United Nations (UN) war crimes investigators on Tuesday said they were investigating fresh reports that chemical weapons were being used in rebel-held zones in war-ravaged Syria.

The UN Commission of Inquiry on the human rights situation in Syria voiced alarm that it had received “multiple reports — which it is now investigating — that bombs allegedly containing weaponised chlorine have been used in the town of Saraqeb in Idlib and in Douma in Eastern Ghouta".

Residents in Eastern Ghouta, near Damascus, and in the northwestern Idlib province have accused Syrian troops of using the toxic weapons in recent weeks.

The United States (US) on Monday said there was “obvious evidence” of multiple chlorine gas attacks in recent weeks, including in the opposition-held enclave of Eastern Ghouta near Damascus.

Eastern Ghouta, where an estimated 400,000 people are living under a crippling government siege, is included in a de-escalation deal agreed last year by rebel ally Turkey and government supporters Iran and Russia.

But violence has ramped up there in recent weeks, and this month alone, chlorine is suspected of having been used on two occasions in munitions launched by the regime on Eastern Ghouta.

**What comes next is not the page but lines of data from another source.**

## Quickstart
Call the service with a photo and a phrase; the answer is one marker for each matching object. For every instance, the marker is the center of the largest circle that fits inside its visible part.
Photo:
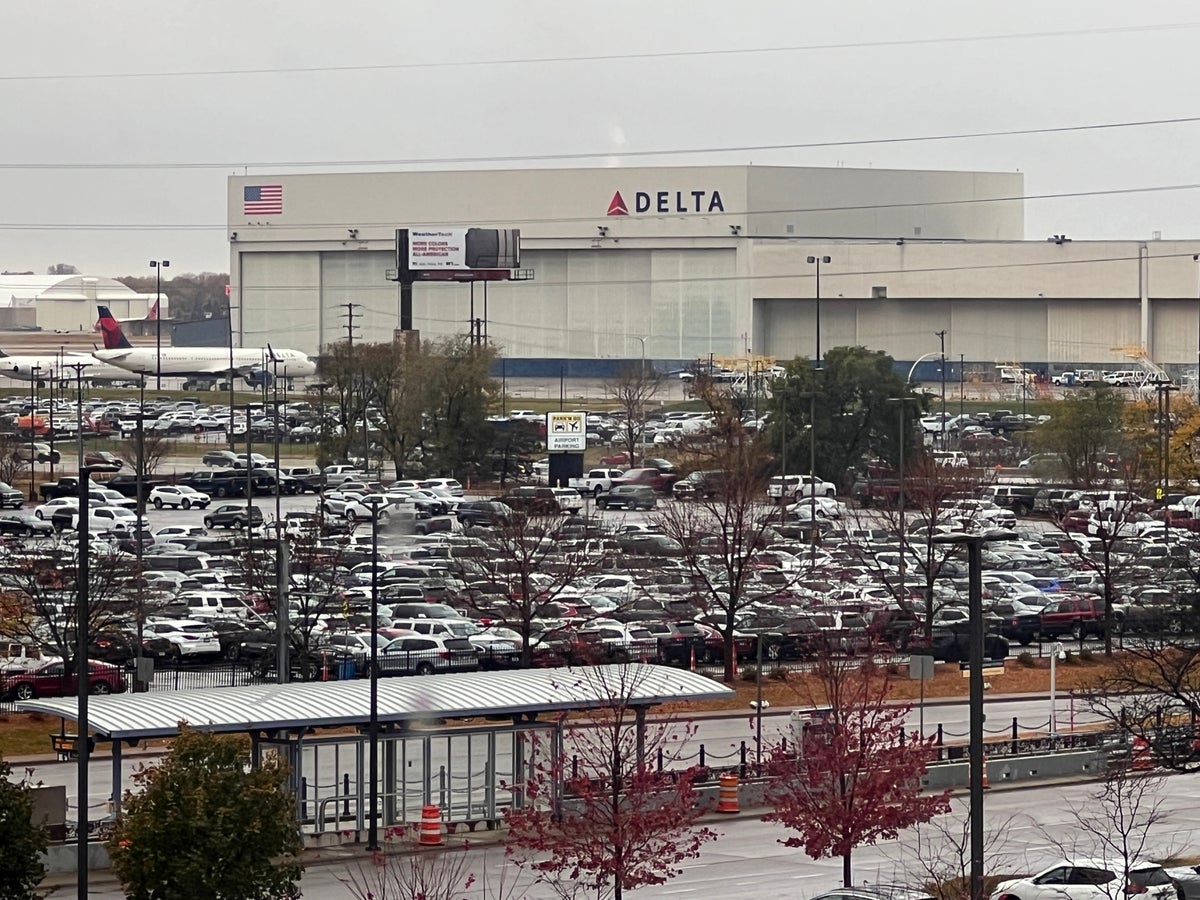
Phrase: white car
(1091, 880)
(177, 496)
(113, 519)
(187, 637)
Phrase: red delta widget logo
(667, 202)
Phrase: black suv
(487, 513)
(233, 516)
(11, 497)
(700, 485)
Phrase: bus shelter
(461, 742)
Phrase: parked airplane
(42, 367)
(253, 365)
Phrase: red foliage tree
(593, 811)
(855, 778)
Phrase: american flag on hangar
(262, 199)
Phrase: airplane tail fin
(111, 329)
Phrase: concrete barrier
(1007, 769)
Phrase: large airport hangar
(677, 264)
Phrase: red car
(52, 681)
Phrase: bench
(64, 745)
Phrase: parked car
(486, 513)
(220, 459)
(233, 516)
(1091, 880)
(177, 496)
(185, 637)
(11, 497)
(628, 497)
(25, 525)
(427, 654)
(52, 679)
(102, 457)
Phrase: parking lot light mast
(973, 543)
(157, 265)
(375, 502)
(900, 498)
(817, 262)
(33, 430)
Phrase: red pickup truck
(648, 478)
(1077, 616)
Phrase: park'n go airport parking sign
(567, 432)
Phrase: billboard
(567, 432)
(432, 252)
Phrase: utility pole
(941, 337)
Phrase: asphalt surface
(1027, 828)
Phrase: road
(749, 863)
(721, 738)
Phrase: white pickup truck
(595, 481)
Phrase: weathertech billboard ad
(426, 252)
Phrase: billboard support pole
(406, 305)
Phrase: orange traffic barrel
(431, 827)
(727, 801)
(1143, 759)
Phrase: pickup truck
(595, 481)
(652, 478)
(63, 487)
(1075, 616)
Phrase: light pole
(229, 312)
(375, 502)
(817, 262)
(141, 508)
(159, 265)
(973, 544)
(33, 431)
(900, 498)
(1056, 653)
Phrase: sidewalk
(347, 853)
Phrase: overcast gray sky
(405, 81)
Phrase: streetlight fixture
(33, 431)
(375, 502)
(900, 498)
(817, 262)
(159, 265)
(973, 543)
(1056, 653)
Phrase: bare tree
(934, 498)
(623, 822)
(1115, 823)
(535, 564)
(936, 855)
(156, 448)
(1151, 690)
(12, 467)
(725, 527)
(633, 389)
(39, 603)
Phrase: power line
(607, 57)
(570, 220)
(601, 154)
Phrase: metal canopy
(319, 705)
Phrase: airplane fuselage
(42, 369)
(209, 361)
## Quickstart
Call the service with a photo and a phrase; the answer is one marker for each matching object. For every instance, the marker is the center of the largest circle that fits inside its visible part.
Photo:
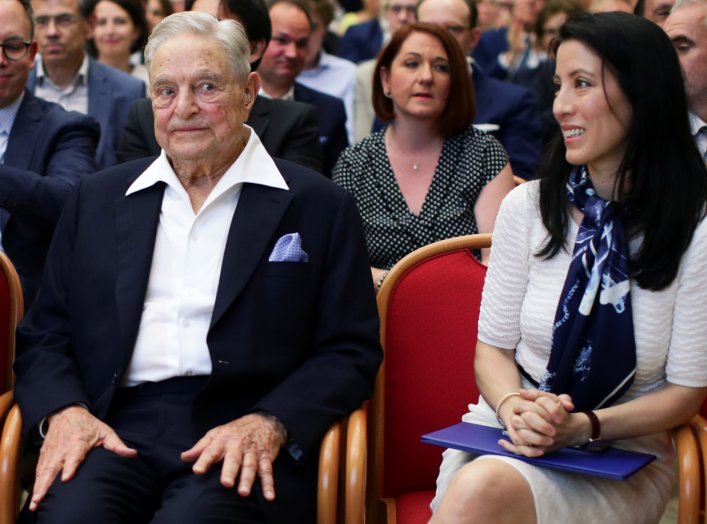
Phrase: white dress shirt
(186, 266)
(71, 98)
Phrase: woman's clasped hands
(539, 422)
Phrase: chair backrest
(11, 311)
(429, 306)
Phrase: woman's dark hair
(136, 12)
(461, 103)
(662, 181)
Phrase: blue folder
(613, 463)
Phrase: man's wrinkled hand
(248, 445)
(73, 432)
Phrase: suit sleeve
(39, 197)
(340, 372)
(137, 140)
(302, 145)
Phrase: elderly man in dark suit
(44, 150)
(204, 318)
(288, 130)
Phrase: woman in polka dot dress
(429, 175)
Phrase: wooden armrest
(9, 464)
(356, 457)
(689, 465)
(328, 486)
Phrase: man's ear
(474, 38)
(257, 49)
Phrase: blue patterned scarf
(593, 356)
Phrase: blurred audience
(687, 28)
(44, 151)
(363, 41)
(283, 60)
(429, 175)
(325, 72)
(119, 30)
(64, 73)
(502, 108)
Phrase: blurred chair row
(373, 467)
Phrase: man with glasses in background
(65, 74)
(43, 151)
(363, 41)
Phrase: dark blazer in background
(361, 42)
(332, 123)
(48, 150)
(295, 339)
(110, 93)
(514, 109)
(288, 130)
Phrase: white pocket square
(288, 248)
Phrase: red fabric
(414, 508)
(429, 353)
(5, 357)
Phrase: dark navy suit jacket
(296, 339)
(332, 123)
(514, 109)
(48, 150)
(110, 93)
(288, 130)
(361, 41)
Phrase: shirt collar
(253, 166)
(8, 114)
(81, 78)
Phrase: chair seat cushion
(414, 507)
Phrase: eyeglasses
(15, 49)
(62, 20)
(397, 9)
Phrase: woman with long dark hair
(591, 328)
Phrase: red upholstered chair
(428, 305)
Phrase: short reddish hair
(460, 110)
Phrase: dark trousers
(156, 486)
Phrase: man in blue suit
(507, 110)
(67, 75)
(363, 41)
(281, 63)
(44, 150)
(204, 318)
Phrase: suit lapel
(136, 218)
(260, 210)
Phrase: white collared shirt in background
(72, 98)
(336, 77)
(186, 266)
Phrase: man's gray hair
(228, 33)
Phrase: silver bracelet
(500, 403)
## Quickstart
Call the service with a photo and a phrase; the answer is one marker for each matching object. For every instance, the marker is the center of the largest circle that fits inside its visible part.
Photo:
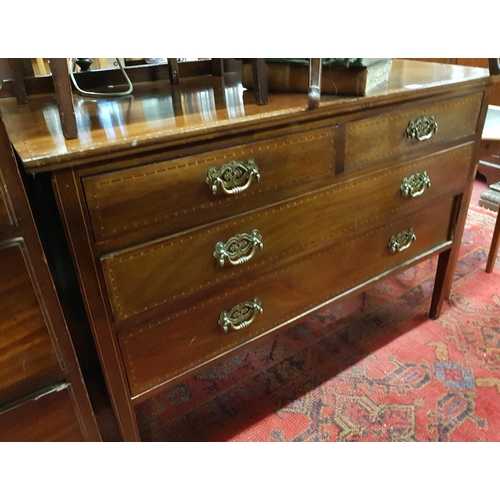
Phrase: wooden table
(199, 221)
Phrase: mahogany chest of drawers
(199, 230)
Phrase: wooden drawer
(152, 275)
(50, 417)
(161, 352)
(7, 219)
(174, 195)
(385, 136)
(28, 359)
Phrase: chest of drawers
(197, 232)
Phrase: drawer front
(175, 345)
(389, 135)
(28, 358)
(149, 276)
(7, 219)
(175, 195)
(49, 418)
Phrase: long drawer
(183, 193)
(174, 345)
(29, 360)
(391, 134)
(152, 275)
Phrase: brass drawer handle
(421, 128)
(240, 316)
(402, 241)
(233, 177)
(238, 249)
(415, 185)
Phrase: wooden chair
(490, 144)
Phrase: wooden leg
(17, 67)
(64, 96)
(495, 242)
(173, 71)
(440, 284)
(259, 74)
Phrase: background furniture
(490, 147)
(200, 221)
(42, 394)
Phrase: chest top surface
(196, 109)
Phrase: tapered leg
(495, 242)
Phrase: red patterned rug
(373, 368)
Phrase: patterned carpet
(373, 368)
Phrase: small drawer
(171, 347)
(49, 417)
(389, 135)
(151, 275)
(7, 219)
(179, 194)
(28, 358)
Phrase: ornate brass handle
(415, 185)
(240, 316)
(238, 249)
(402, 241)
(233, 177)
(421, 128)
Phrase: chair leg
(217, 67)
(64, 96)
(18, 80)
(173, 71)
(314, 91)
(259, 74)
(495, 242)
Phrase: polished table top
(158, 113)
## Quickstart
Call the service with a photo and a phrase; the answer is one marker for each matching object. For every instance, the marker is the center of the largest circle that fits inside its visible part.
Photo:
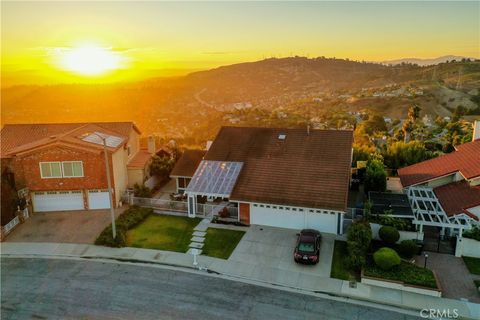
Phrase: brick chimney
(151, 145)
(476, 130)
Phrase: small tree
(141, 191)
(161, 166)
(375, 176)
(359, 237)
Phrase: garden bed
(340, 268)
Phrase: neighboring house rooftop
(466, 160)
(17, 138)
(139, 160)
(458, 197)
(288, 166)
(188, 163)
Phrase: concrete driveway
(268, 249)
(64, 226)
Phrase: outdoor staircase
(198, 236)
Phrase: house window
(50, 170)
(72, 169)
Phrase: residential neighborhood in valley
(204, 178)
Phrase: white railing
(11, 225)
(168, 205)
(26, 214)
(210, 210)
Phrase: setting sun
(89, 60)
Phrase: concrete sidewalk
(244, 272)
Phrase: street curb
(209, 272)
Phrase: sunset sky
(45, 42)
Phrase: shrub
(359, 237)
(386, 258)
(408, 248)
(389, 235)
(141, 191)
(127, 220)
(474, 233)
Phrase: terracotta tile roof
(309, 170)
(457, 197)
(139, 160)
(188, 163)
(465, 159)
(24, 136)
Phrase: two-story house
(445, 191)
(63, 165)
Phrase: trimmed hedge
(389, 235)
(386, 258)
(127, 220)
(408, 248)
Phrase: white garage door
(98, 199)
(58, 201)
(282, 218)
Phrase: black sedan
(307, 249)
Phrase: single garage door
(58, 201)
(282, 218)
(98, 199)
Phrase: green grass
(163, 232)
(339, 263)
(405, 272)
(473, 264)
(340, 269)
(477, 283)
(220, 243)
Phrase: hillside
(195, 105)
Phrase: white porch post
(458, 247)
(192, 205)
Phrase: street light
(109, 182)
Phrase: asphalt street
(72, 289)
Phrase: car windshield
(306, 247)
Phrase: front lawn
(405, 272)
(220, 243)
(163, 232)
(473, 264)
(339, 261)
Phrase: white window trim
(50, 162)
(63, 173)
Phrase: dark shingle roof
(188, 163)
(457, 197)
(309, 170)
(465, 159)
(15, 136)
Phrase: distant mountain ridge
(426, 62)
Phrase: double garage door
(282, 218)
(69, 200)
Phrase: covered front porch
(209, 191)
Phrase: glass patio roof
(215, 178)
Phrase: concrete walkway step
(199, 233)
(196, 245)
(198, 239)
(201, 227)
(199, 251)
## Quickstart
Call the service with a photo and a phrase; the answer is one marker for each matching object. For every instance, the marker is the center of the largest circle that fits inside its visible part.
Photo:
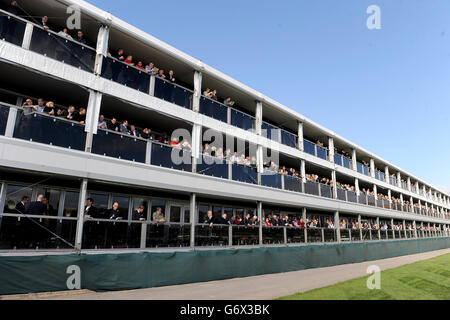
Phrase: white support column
(337, 227)
(92, 115)
(197, 91)
(333, 177)
(12, 115)
(303, 170)
(259, 204)
(80, 218)
(331, 149)
(192, 213)
(258, 118)
(372, 168)
(300, 144)
(354, 160)
(27, 36)
(386, 174)
(102, 48)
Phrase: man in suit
(20, 207)
(90, 211)
(36, 208)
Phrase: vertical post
(260, 222)
(304, 221)
(354, 160)
(331, 149)
(92, 115)
(102, 48)
(192, 213)
(27, 36)
(12, 115)
(372, 168)
(80, 219)
(197, 91)
(337, 226)
(360, 227)
(300, 143)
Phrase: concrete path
(264, 287)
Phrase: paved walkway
(264, 287)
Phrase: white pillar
(300, 144)
(197, 91)
(80, 218)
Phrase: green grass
(423, 280)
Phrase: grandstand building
(332, 191)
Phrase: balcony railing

A third accusation of toxic gas use came from Idlib, an opposition-controlled province in the country's northwest that also falls in a de-escalation zone.

The UN commission, headed by Brazilian diplomat Paulo Pinheiro, was last September the first UN body to officially blame Damascus for a chemical attack that killed more than 80 people in Khan Sheikhun in Idlib five months earlier.

The UN has also determined that Syria's government carried out chlorine gas attacks in 2014 and 2015, a charge Damascus has vehemently denied.

More than 340,000 people have been killed in Syria's conflict, which began in 2011 with anti-government protests but morphed into a brutal civil war, pulling in world powers and attracting jihadist fighters from around the globe.